China has done it again, this time with a new supercomputer. Dubbed the Sunway TaihuLight, the intelligent machine is now the fastest system in the world, taking the first slot on the Top500 list of supercomputers.
Unlike the previous and now second-best supercomputer on the list, the Tianhe-2, which is also Chinese but uses chips from Intel, the TaihuLight uses all Chinese architecture and hits impressive benchmarks while doing so. Long story short, it can perform 93,000 trillion calculations per second.
China's TaihuLight supercomputer. Image source: Top500.
As a basis for comparison, Intel’s new 10-core processor for home-computing sounds rather small next to the TaihuLight’s 10.65 million cores, which is much higher than the 560,000 cores of the U.S.’s top supercomputer, Titan, a Cray XK7 system. Currently Titan is ranked third in the Top500.
Equipped with 10.65 million cores, the new largest supercomputer in the world hits 93 petaflops, or 93 quadrillion calculations per second. With that kind of power, TaihuLight alone compromises 16.4% of the total computing performance on the list, against all 499 other entrants. As if that’s not striking enough, China’s top supercomputer is surprisingly energy-efficient. A lot of power is expended on RAM, and the TaihuLight uses a smaller amount of RAM than less powerful computers.
The ShenWei 26010 processor. Image source: The New York Times.
So what’s under the hood of the new victor? It packs a locally developed ShenWei processor and custom interconnect, instead of parts sourced elsewhere. The ShenWei 26010 is a 260-core, 64-bit RISC chip that exceeds three teraflops at maximum tilt, putting it on par with Intel’s Knight’s Landing Xeo Phi. The computer contains 40,960 ShenWei 26010s, one for each node that also contains 32 GB of RAM.

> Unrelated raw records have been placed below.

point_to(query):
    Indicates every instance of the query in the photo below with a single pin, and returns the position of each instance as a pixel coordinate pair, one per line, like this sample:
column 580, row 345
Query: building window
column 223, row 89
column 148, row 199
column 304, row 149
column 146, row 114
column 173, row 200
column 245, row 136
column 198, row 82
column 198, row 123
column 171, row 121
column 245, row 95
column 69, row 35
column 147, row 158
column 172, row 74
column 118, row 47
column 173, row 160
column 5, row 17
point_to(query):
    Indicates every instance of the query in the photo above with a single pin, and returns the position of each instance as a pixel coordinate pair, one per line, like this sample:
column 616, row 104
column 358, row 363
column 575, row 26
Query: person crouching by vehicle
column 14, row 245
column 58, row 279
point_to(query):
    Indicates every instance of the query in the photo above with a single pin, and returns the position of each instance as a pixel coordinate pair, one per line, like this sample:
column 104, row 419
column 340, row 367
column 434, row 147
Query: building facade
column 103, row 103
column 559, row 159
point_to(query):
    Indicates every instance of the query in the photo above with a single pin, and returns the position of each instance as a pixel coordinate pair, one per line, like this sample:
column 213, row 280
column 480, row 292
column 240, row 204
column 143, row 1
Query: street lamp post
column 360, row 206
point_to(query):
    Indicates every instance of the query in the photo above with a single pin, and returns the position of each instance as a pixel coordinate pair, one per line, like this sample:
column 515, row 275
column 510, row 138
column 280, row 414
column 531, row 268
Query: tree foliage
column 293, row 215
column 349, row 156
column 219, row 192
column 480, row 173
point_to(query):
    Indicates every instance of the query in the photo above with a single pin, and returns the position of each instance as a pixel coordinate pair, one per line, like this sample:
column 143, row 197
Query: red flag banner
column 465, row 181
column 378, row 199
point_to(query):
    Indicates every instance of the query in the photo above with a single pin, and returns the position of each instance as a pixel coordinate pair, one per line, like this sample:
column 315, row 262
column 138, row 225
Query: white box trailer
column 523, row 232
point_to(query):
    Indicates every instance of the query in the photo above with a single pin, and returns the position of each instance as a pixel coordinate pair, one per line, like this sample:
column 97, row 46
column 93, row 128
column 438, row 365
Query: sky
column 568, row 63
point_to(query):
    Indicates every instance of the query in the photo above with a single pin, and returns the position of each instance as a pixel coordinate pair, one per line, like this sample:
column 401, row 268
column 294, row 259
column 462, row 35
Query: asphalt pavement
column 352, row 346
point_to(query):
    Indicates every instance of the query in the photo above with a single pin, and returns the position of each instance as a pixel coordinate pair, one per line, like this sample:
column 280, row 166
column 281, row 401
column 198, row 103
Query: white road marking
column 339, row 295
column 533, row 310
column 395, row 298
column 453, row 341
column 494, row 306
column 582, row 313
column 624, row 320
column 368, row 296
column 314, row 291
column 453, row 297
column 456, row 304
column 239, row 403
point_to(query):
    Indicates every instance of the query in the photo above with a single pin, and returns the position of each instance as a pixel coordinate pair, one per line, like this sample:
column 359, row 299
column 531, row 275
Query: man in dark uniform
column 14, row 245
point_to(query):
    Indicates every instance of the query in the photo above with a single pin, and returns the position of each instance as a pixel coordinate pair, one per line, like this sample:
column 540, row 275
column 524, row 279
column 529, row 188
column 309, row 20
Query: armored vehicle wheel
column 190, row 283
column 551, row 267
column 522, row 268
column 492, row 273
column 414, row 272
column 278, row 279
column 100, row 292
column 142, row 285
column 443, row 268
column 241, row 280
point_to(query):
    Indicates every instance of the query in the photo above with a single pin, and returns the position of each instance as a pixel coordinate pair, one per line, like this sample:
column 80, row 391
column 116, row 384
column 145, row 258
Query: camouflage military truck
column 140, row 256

This is the first time in history that the U.S. does not have the most supercomputers on the Top500 list. China has taken the lead with 167 entries, including the top two, while the U.S. is in second place with 165 computers. Hands down, China wins bragging rights in the world of supercomputers.
However, it’s possible that the U.S. could reclaim the throne, since Intel is expected to announce a new high-level chip at the 2016 International Supercomputer Conference this month.